Furthermore, when this proposed rule takes effect, only those non-organic agricultural products that have been successfully petitioned to NOSB and published in the Federal Register will be allowed, and even then, only when the organic counterparts are proved to an accredited certifying agent to be unavailable as organically produced. The list proposed therefore represents a dramatic reduction in the potential allowance of non-organic agricultural products in that 5%.
The allowance for non-organic "minor ingredients" was what drove the boom in organic spices in the 1990s-companies would try out new products, and if they succeeded, organic farmers rushed to produce those items that were required to be used if they were available.

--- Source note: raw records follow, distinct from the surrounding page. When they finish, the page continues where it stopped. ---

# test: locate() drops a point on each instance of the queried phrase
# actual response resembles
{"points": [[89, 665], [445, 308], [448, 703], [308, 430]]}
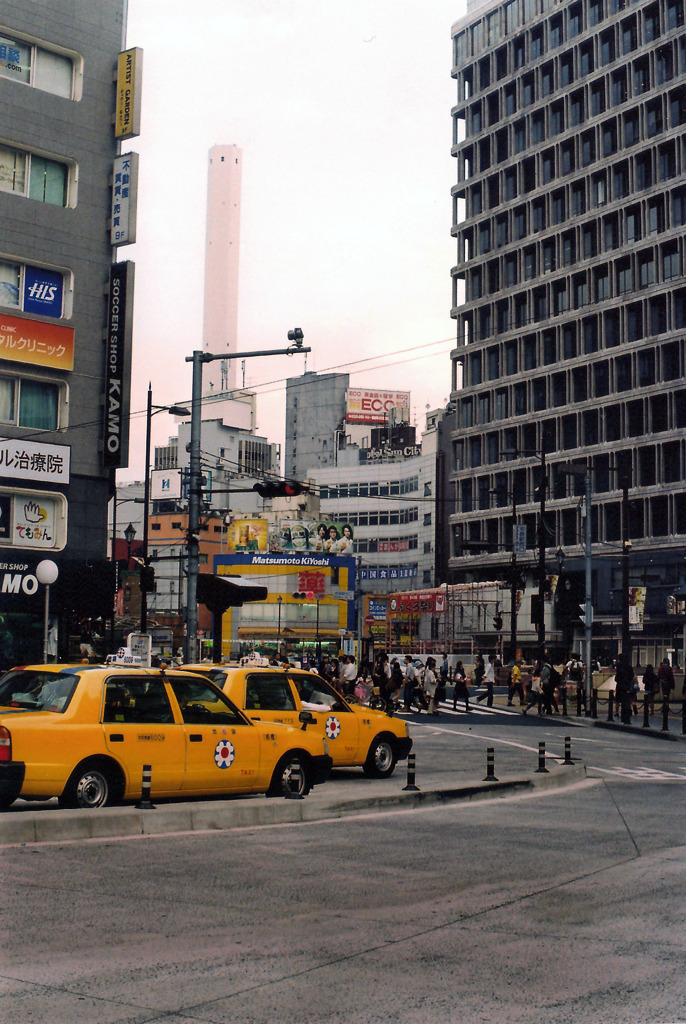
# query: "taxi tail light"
{"points": [[5, 744]]}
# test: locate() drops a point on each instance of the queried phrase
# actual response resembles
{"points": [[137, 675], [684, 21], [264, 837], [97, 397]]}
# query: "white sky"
{"points": [[342, 111]]}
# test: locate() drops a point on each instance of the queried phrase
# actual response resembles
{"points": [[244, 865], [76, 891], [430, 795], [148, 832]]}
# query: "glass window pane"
{"points": [[48, 181], [6, 399], [53, 73], [12, 170], [9, 284], [14, 59], [38, 406]]}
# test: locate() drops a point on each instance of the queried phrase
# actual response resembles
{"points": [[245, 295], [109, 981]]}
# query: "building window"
{"points": [[30, 402], [28, 174], [34, 66], [671, 261], [646, 268]]}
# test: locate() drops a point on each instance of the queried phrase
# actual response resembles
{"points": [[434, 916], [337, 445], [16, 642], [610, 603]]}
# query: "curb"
{"points": [[56, 825], [676, 737]]}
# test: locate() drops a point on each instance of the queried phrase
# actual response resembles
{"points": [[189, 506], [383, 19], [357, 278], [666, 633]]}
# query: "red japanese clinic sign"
{"points": [[416, 602], [313, 583], [376, 407], [35, 342]]}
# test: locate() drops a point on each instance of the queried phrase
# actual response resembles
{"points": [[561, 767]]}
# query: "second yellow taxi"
{"points": [[83, 733], [355, 734]]}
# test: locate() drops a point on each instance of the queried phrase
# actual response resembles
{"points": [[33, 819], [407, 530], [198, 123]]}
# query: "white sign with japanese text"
{"points": [[124, 200], [23, 460]]}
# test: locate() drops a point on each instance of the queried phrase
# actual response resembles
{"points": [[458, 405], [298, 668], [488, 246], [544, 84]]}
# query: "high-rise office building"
{"points": [[569, 295]]}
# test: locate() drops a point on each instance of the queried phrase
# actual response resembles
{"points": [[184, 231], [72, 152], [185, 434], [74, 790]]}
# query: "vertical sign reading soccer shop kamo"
{"points": [[118, 366]]}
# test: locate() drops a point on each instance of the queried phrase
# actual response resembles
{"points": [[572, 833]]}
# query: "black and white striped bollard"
{"points": [[411, 774], [542, 757], [490, 765], [146, 784]]}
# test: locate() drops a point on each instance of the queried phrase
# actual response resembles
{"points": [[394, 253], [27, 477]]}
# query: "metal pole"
{"points": [[195, 494], [513, 586], [542, 556], [626, 547], [588, 591], [46, 623], [146, 501]]}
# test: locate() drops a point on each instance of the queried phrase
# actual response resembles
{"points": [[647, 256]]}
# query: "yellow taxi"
{"points": [[83, 733], [356, 734]]}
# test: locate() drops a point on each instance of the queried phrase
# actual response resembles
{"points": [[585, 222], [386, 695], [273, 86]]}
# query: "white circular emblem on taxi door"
{"points": [[224, 754], [333, 727]]}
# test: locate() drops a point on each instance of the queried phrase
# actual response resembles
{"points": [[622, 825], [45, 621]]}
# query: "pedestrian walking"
{"points": [[666, 676], [651, 687], [410, 682], [350, 676], [396, 682], [536, 692], [550, 680], [431, 685], [574, 673], [625, 680], [516, 684], [489, 681], [460, 688]]}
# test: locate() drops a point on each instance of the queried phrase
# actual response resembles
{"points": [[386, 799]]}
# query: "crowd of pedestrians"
{"points": [[411, 683]]}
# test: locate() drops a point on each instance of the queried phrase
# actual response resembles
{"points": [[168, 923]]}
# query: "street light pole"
{"points": [[542, 556], [195, 471], [513, 582], [144, 581], [146, 501]]}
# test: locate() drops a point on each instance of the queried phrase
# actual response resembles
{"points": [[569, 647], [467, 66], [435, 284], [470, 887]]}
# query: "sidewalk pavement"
{"points": [[25, 825], [655, 729]]}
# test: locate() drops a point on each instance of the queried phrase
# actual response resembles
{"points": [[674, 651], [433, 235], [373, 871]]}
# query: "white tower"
{"points": [[220, 316]]}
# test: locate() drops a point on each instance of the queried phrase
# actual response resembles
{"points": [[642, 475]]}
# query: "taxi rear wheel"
{"points": [[291, 777], [381, 760], [91, 784]]}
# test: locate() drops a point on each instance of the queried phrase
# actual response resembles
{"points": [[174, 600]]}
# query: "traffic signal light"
{"points": [[280, 488], [147, 579], [582, 614], [570, 599]]}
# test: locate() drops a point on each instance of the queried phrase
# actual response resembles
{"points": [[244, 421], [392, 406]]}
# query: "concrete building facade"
{"points": [[57, 146], [569, 294]]}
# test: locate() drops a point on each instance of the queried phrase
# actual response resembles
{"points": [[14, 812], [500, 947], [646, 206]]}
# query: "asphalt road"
{"points": [[563, 906]]}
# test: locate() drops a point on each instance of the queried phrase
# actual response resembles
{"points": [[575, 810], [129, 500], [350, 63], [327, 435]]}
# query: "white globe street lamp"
{"points": [[46, 572]]}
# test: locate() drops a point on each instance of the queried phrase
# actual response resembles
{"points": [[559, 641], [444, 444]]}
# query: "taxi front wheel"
{"points": [[381, 759], [90, 785], [291, 777]]}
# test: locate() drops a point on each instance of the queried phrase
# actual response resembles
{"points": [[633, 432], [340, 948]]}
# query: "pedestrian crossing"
{"points": [[643, 773], [475, 710]]}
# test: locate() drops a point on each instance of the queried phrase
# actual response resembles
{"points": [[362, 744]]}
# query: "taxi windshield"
{"points": [[315, 690], [201, 702], [35, 689]]}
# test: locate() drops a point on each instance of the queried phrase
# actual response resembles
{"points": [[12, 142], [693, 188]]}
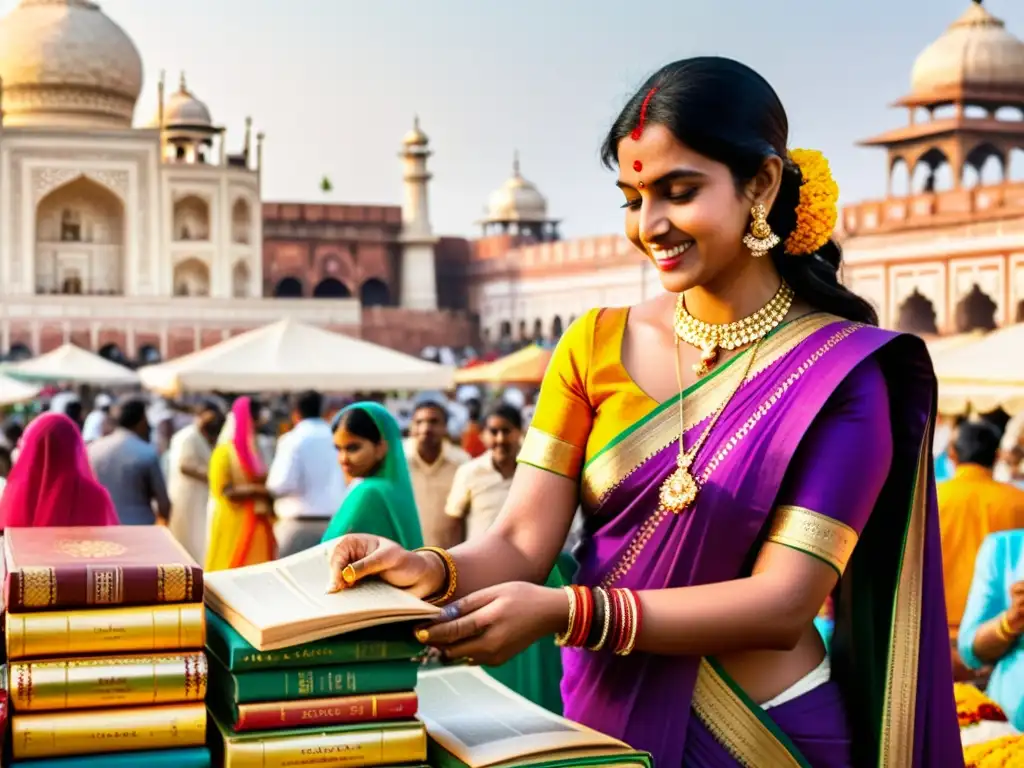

Cinnamon is the usual example of an ingredient that was at one point unobtainable as organic, but thanks to the commercial availability clause, is now readily available organic spice.
This situation seems a reasonable concern for other items as well, especially given the history of cinnamon: if non-organic cinnamon had been prohibited, there would have been no product demand to spur its growth as organic. The same holds true for the other items proposed for the list: if they are disallowed, the market for the other organic product that would have gone into products using those materials will be dampened.
Color ingredients made from agricultural products such as beets or carrots are important to add as these are generally not yet available in an organic form. As these colors are used, so will there be an incentive to produce organic versions in comparable form, quality, and quantity.
The following items would be allowed to be used in organic production in the 5% of a product labeled "organic" if not available in the appropriate form, quality, or quantity as organically produced. Petitioned by concerned businesses and recommended by the NOSB after extensive review, and these should all continue to be listed in Section 606:
Inulin, oligofructose enriched
Orange shellac, unbleached
Pepper, chipotle chile
Rice starch, unmodified
Sweet potato starch
Turkish bay leaves
Whey protein concentrate
In addition, OTA supports the continued listing of the ingredients listed in Section 606 prior to this interim final rule, including gums, kelp, lecithin (unbleached), pectin, and cornstarch.
Please make the interim rule final in the form it was proposed. Thank you very much for your consideration.